Interest rates match the latest California General Obligation Bond sale interest rate.
This program provides discretionary State loans to eligible airports for projects that enhance an airport’s ability to provide general aviation services (hangars, General Aviation (GA) terminals, utilities, GA fueling facilities, Acquisition and Development (A&D)-eligible projects, etc.) A loan may also provide the local share for an AIP grant. Such a loan can be used in conjunction with a State-funded AIP Matching grant. The maximum term of a loan is 17 years.
The Department approves the amount of the loan in accordance with the project’s feasibility and the sponsor’s financial situation. For details including eligibility, please see the publication, State Dollars for Your Airport, Chapter 2; and the California Code of Regulations, Title 21, Division 2.5, Chapter 5, California Airport Loan Program.
There are three different types of loans available under this program:
- Revenue Generation (Form DOA-0020 - Revenue Generating Loan – Application),
- Matching Funds (Form DOA-0019 - Matching Funds Loan – Application), and
- Airport Development (Form DOA-0013 - Airport Development Loan – Application).
Local Airport Loan Program - Sponsor Eligibility
The airport must be owned by an eligible public agency (e.g., a city, county, or airport district).
The sponsor must:
- Ensure that the airport is open to the public without restriction.
- Have a valid State permit for the airport.
- Adopt rules that give it sufficient control over the operation of the airport.
- Have height restrictions around the airport which are adequate to ensure that operations can be conducted without any hazardous obstructions.
- Certify eligibility with a Form DOA-0007 - California Air to Airports Program Certification that is provided by the Department.
Local Airport Loan Program – Restrictions
- Loans are available for revenue generating projects such as hangars and fueling facilities. Loans can also be made for airport development projects. Finally, loans can be made to assist the sponsor with the local match for an AIP project. “Land banking,” automobile access roads, automobile parking areas, and facilities to accommodate airlines however, are not eligible for a State loan.
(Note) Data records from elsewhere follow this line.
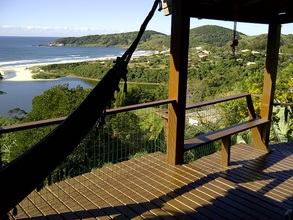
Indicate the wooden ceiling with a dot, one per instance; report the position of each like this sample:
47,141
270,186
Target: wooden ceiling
251,11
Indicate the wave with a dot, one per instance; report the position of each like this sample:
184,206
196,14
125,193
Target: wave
65,59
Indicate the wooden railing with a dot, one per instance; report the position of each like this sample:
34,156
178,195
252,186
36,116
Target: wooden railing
224,134
54,121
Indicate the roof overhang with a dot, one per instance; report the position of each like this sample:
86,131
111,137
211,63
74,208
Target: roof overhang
250,11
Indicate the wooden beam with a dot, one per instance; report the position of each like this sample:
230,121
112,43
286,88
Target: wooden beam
177,80
270,76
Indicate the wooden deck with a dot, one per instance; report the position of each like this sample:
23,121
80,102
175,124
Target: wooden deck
255,186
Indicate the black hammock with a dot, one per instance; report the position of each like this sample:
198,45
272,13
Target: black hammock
20,177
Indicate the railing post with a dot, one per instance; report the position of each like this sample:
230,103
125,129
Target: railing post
270,76
178,80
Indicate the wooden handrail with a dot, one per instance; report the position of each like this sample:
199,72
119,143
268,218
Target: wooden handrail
215,101
283,104
47,122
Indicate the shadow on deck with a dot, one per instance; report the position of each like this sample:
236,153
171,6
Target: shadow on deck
255,186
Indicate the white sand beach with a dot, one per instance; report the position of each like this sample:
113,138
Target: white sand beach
16,74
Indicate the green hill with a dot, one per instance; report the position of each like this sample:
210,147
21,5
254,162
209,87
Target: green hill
208,35
212,35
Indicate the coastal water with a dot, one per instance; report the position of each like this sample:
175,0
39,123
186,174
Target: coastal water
28,51
22,51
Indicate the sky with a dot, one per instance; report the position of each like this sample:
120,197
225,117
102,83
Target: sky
64,18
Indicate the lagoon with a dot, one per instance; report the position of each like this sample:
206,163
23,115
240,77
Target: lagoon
19,94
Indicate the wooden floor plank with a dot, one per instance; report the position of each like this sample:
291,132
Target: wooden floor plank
256,185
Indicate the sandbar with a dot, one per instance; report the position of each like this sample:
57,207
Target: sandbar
16,74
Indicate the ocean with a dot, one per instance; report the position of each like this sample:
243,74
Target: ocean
24,51
29,51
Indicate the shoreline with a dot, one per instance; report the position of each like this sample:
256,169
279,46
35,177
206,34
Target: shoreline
23,73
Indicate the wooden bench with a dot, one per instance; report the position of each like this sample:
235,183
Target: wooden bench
225,134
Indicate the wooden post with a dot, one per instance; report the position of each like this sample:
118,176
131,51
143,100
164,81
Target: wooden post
226,150
270,77
178,80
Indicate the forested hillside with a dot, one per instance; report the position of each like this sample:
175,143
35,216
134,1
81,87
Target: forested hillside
209,36
149,40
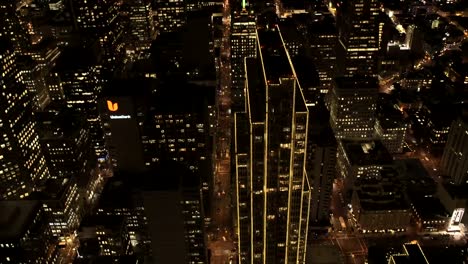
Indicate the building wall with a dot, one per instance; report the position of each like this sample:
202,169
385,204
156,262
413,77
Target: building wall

- For a revenue-producing project, a separate account must be established to receive income from the project. Expenses for maintaining the project may be paid from this separate account, but revenues received must be held in an amount equal to one year’s repaying of the loan.
- No limit on the size of a loan has been established in either law or regulation. The Department determines the amount for each individual loan in accordance with the feasibility of the project and the sponsor’s financial status. Economic feasibility is an especially strong factor in the approval of loans for revenue generating projects such as hangars and fueling facilities. A checklist for demonstrating economic feasibility is on the second page of the Form DOA-0020 - Revenue Generating Loan Application.
Local Airport Loan Program - Pay-Back Requirements
A pay-back schedule is included in each Loan Agreement. Generally, the term of a loan is 17 years unless a shorter term is requested by the sponsor. Loans may be repaid early without penalty. Simple interest is charged on the outstanding balance of the loan’s principal. The interest rate is based upon the State bond sale that occurs before the Department prepares the Loan Agreement.
Local Airport Loan Program - Funding Level
Funding depends upon the available balance in the Local Airport Loan Account.
Local Airport Loan Program - Matching Requirement
No local match is required for a local airport loan.
Local Airport Loan Program - Audits
Loans are subject to State audit. Records that substantiate the expenditure of loan monies should be retained until three years after the retirement of the loan. Funds may have to be repaid by the sponsor if an audit finds that State law or generally accepted accounting principles have been violated.